QBoard » Big Data » Big Data - Spark » Spark - load CSV file as DataFrame?

Spark - load CSV file as DataFrame?

  • I would like to read a CSV in spark and convert it as DataFrame and store it in HDFS with df.registerTempTable("table_name")

    I have tried:

    scala> val df = sqlContext.load("hdfs:///csv/file/dir/file.csv")
    ​

    Error which I got:

    java.lang.RuntimeException: hdfs:///csv/file/dir/file.csv is not a Parquet file. expected magic number at tail [80, 65, 82, 49] but found [49, 59, 54, 10]
        at parquet.hadoop.ParquetFileReader.readFooter(ParquetFileReader.java:418)
        at org.apache.spark.sql.parquet.ParquetRelation2$MetadataCache$$anonfun$refresh$6.apply(newParquet.scala:277)
        at org.apache.spark.sql.parquet.ParquetRelation2$MetadataCache$$anonfun$refresh$6.apply(newParquet.scala:276)
        at scala.collection.parallel.mutable.ParArray$Map.leaf(ParArray.scala:658)
        at scala.collection.parallel.Task$$anonfun$tryLeaf$1.apply$mcV$sp(Tasks.scala:54)
        at scala.collection.parallel.Task$$anonfun$tryLeaf$1.apply(Tasks.scala:53)
        at scala.collection.parallel.Task$$anonfun$tryLeaf$1.apply(Tasks.scala:53)
        at scala.collection.parallel.Task$class.tryLeaf(Tasks.scala:56)
        at scala.collection.parallel.mutable.ParArray$Map.tryLeaf(ParArray.scala:650)
        at scala.collection.parallel.AdaptiveWorkStealingTasks$WrappedTask$class.compute(Tasks.scala:165)
        at scala.collection.parallel.AdaptiveWorkStealingForkJoinTasks$WrappedTask.compute(Tasks.scala:514)
        at scala.concurrent.forkjoin.RecursiveAction.exec(RecursiveAction.java:160)
        at scala.concurrent.forkjoin.ForkJoinTask.doExec(ForkJoinTask.java:260)
        at scala.concurrent.forkjoin.ForkJoinPool$WorkQueue.runTask(ForkJoinPool.java:1339)
        at scala.concurrent.forkjoin.ForkJoinPool.runWorker(ForkJoinPool.java:1979)
        at scala.concurrent.forkjoin.ForkJoinWorkerThread.run(ForkJoinWorkerThread.java:107)

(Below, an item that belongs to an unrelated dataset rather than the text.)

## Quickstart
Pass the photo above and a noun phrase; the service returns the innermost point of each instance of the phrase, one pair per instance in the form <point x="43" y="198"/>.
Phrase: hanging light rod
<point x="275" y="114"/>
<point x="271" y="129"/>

    What is the right command to load CSV file as DataFrame in Apache Spark?

     
      November 13, 2021 2:41 PM IST
    0
  • In Java 1.8 This code snippet perfectly working to read CSV files

    POM.xml

    <dependency>
        <groupId>org.apache.spark</groupId>
        <artifactId>spark-core_2.11</artifactId>
        <version>2.0.0</version>
    </dependency>
    <!-- https://mvnrepository.com/artifact/org.apache.spark/spark-sql_2.10 -->
    <dependency>
        <groupId>org.apache.spark</groupId>
        <artifactId>spark-sql_2.10</artifactId>
        <version>2.0.0</version>
    </dependency>
    
    <!-- https://mvnrepository.com/artifact/org.scala-lang/scala-library -->
    <dependency>
        <groupId>org.scala-lang</groupId>
        <artifactId>scala-library</artifactId>
        <version>2.11.8</version>
    </dependency>
    <dependency>
        <groupId>com.databricks</groupId>
        <artifactId>spark-csv_2.10</artifactId>
        <version>1.4.0</version>
    </dependency>


    Java

    SparkConf conf = new SparkConf().setAppName("JavaWordCount").setMaster("local");
    // create Spark Context
    SparkContext context = new SparkContext(conf);
    // create spark Session
    SparkSession sparkSession = new SparkSession(context);
    
    Dataset<Row> df = sparkSession.read().format("com.databricks.spark.csv").option("header", true).option("inferSchema", true).load("hdfs://localhost:9000/usr/local/hadoop_data/loan_100.csv");
    
            //("hdfs://localhost:9000/usr/local/hadoop_data/loan_100.csv");
    System.out.println("========== Print Schema ============");
    df.printSchema();
    System.out.println("========== Print Data ==============");
    df.show();
    System.out.println("========== Print title ==============");
    df.select("title").show();
      December 8, 2021 10:16 AM IST
    0
  • There are a lot of challenges to parsing a CSV file, it keeps adding up if the file size is bigger, if there are non-english/escape/separator/other characters in the column values, that could cause parsing errors.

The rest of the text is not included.